No último dia 4 de março, morreu aos 90 anos de idade, o Professor Thomaz Starzl. Este homem foi o primeiro a realizar um transplante de fígado, em 1963. Considerado o “pai dos transplantes”, Starzl contribuiu com a medicina de forma a falarmos em medicina antes e depois dele!
Na verdade, eu poderia, como transplantador, escrever páginas e páginas sobre suas obras e feitos médicos, ou mesmo sobre sua coragem em estabelecer como rotineiras, cirurgias que, até que ele as realizassem, eram consideradas impossíveis.
Apenas para termos uma noção, atualmente, em consequência de sua iniciativa em 1963 ao realizar o primeiro transplante hepático, são realizados mais de 15.000 destes transplantes anualmente, no mundo.
Apenas fazendo uma simples conta, no dia da sua morte, ele deve ter sido lembrado através de mais de 40 destes procedimentos realizados em todos os cinco continentes. Todavia, ao invés de repetir o que várias publicações na imprensa internacional destacaram por ocasião da sua morte, eu gostaria de destacar seu último feito: sua morte.
Apesar de não conhecer os detalhes de como ela ocorreu, vi declarações de sua família de que o Professor “Thomaz Starzl morreu em paz, na sua residência em Pittsburgh”. Talvez estejam estranhando a minha maneira de enxergar o que houve, mas gostaria de ponderar com vocês o que me parece a consagração de um homem com inteligência e capacidade de raciocínio extraordinários.
Tenho a certeza de que o Professor Thomaz Starzl poderia estar internado em qualquer UTI, de qualquer hospital dos EUA, sendo rodeado pelos mais competentes médicos do mundo, talvez entubado e respirando pelo mais moderno aparelho de respiração artificial. Mas não! Estava “em paz e em casa”.

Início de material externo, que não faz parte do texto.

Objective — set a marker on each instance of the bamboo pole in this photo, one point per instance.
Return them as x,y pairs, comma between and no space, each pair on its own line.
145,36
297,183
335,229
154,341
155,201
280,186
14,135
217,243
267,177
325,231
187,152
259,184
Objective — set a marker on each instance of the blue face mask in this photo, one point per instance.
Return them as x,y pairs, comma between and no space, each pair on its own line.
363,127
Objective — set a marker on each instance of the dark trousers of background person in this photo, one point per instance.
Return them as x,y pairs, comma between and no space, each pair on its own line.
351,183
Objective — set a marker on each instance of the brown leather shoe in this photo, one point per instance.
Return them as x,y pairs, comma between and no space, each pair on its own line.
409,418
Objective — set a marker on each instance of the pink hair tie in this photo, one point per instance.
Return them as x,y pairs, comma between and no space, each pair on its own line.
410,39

O “Homem Starzl”, que enxergou a possibilidade de fazer o impossível durante a sua vida, pela vida dos outros, deve ter reconhecido o mais importante: a terminalidade, como fator intransigível do ser humano. Deve ter sido suficientemente lógico e racional para optar estar com a família em sua casa, no momento da sua despedida.
Transcrevo aqui um parágrafo escrito pela família, na ocasião da morte, destacando suas qualidades: “Thomas Starzl é um pioneiro, mundialmente reconhecido em ciência e medicina, mas além desse manto ele era simplesmente conhecido e amado pela pessoa que ele era. Ele era marido e alma gêmea de Joy Starzl, pai de Tim Starzl (Bimla), Thomas F. Starzl e Rebecca Starzl, avô de Ravi Starzl (Natalie) e padrinho de Lamont Chatman e Angela Ford. Ele era profundamente amado por sua tremenda inteligência, humor e sensibilidade. Seus traços de humildade, observação afiada e memória aparentemente ilimitada fundiram-se para criar uma personalidade única que era ao mesmo tempo inspiradora e reconfortante. Sua vontade de permanecer sempre em movimento o levou a grandes aventuras ao redor do mundo, desde seus amados Colorado Rockies ao mar do Japão, da tundra do norte da Finlândia às praias de Mônaco. Ele tinha um amplo conhecimento e apreciação por toda a música, do clássico ao jazz moderno. Ele gostava de assistir e analisar filmes, muitas vezes pesquisando sua produção e tópico por horas, antes e depois de repetidas exibições. Ele criou e cuidou de muitos companheiros caninos, incluindo Bevo, Thor, Maggie, Tiki, Shelby, Basta, Chooloo e Ophelia. Seu amor incondicional era igualado apenas por seu próprio amor por eles. Ele fará muita falta”.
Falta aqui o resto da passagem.